Wie lebhaft der Betrieb ist, geht daraus hervor, daß monatlich etwa 850 Flugzeuge durch Funk oder Radar gesichert werden. Während die zivile "Internationale Verkehrsflug-Organisation" die Nordatlantik-Flugrouten und Luftwege bis zum 59. Grad nördlicher Breite überwacht, hat das "Luftwaffenkommando Nord-Ost" einen Überwachungs- und Sicherungsdienst für das nördlich gelegene arktische Gebiet eingerichtet, dessen Zentrale sich im Hauptquartier des Luftwaffenkommandos Nord-Ost in Harmon an der Westküste Neufundlands befindet. Die Zusammenarbeit mit der britischen Flugüberwachung auf den großen Transatlantik-Flughäfen in Garnier und Argentia auf Neufundland ist so eng, daß in dem Gebiet zwischen Neufundland und dem Nordpol jedes Flugzeug durch den gemeinsamen Überwachungsdienst erfaßt wird, an dem auch Kanada in Goose Bay, Frobisher Bay auf der Baffin-Insel und Resolute beteiligt ist.

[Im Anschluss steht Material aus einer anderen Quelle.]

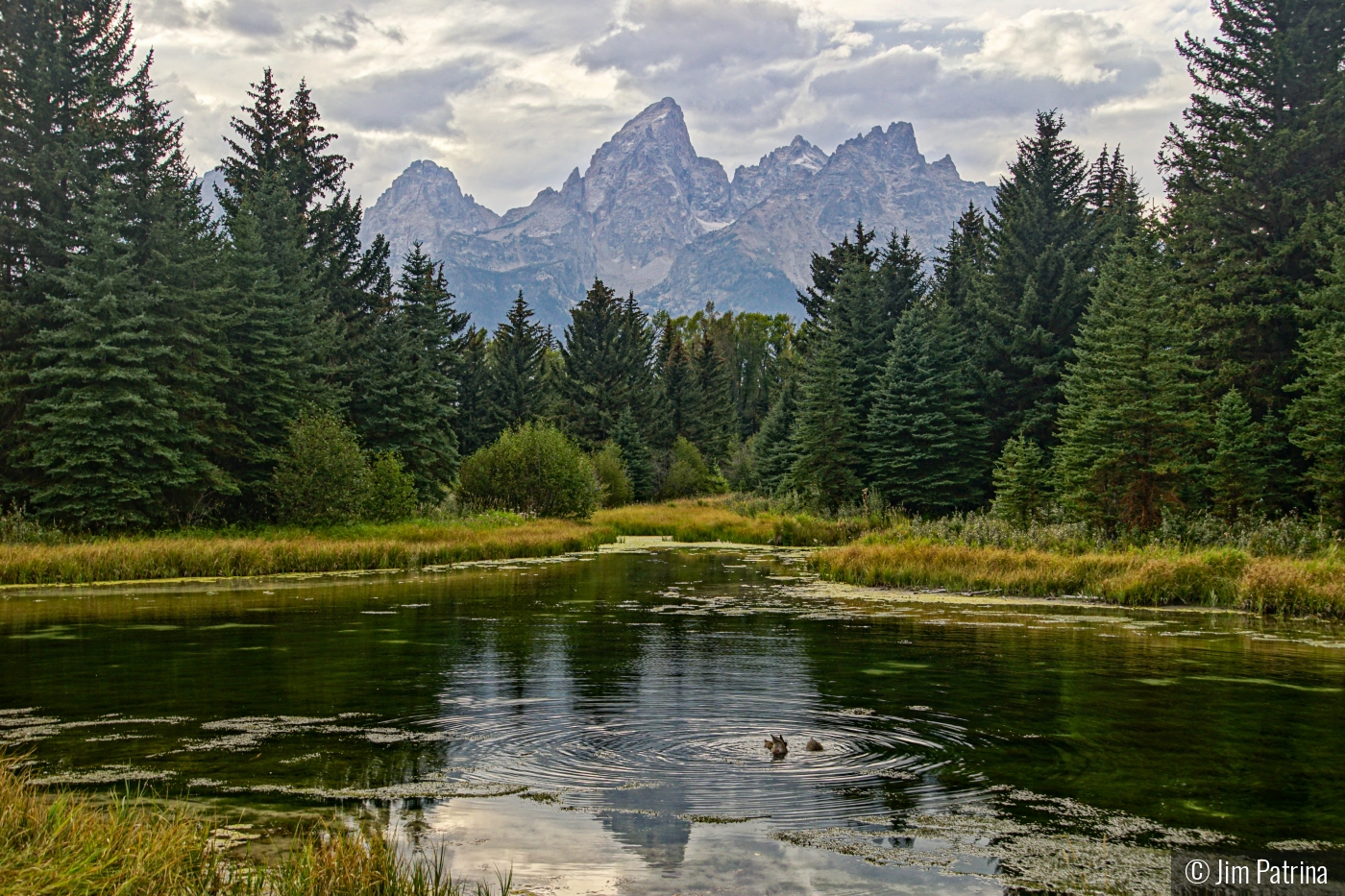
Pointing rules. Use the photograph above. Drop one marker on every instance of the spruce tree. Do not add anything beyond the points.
(475, 409)
(1318, 415)
(827, 436)
(1021, 480)
(518, 354)
(772, 447)
(1129, 429)
(1240, 463)
(715, 422)
(608, 350)
(404, 397)
(1042, 247)
(105, 439)
(635, 453)
(925, 432)
(1260, 153)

Die Wacht in der Arktis, die der Westen unter Amerikas Führung errichtet hat, ist heute schon stark genug, um den nordamerikanischen Kontinent vor Überraschungsangriffen zu sichern und auf den arktischen Flugwegen mit schweren Bombenflugzeugen bis in das Herzland Rußlands vorzudringen.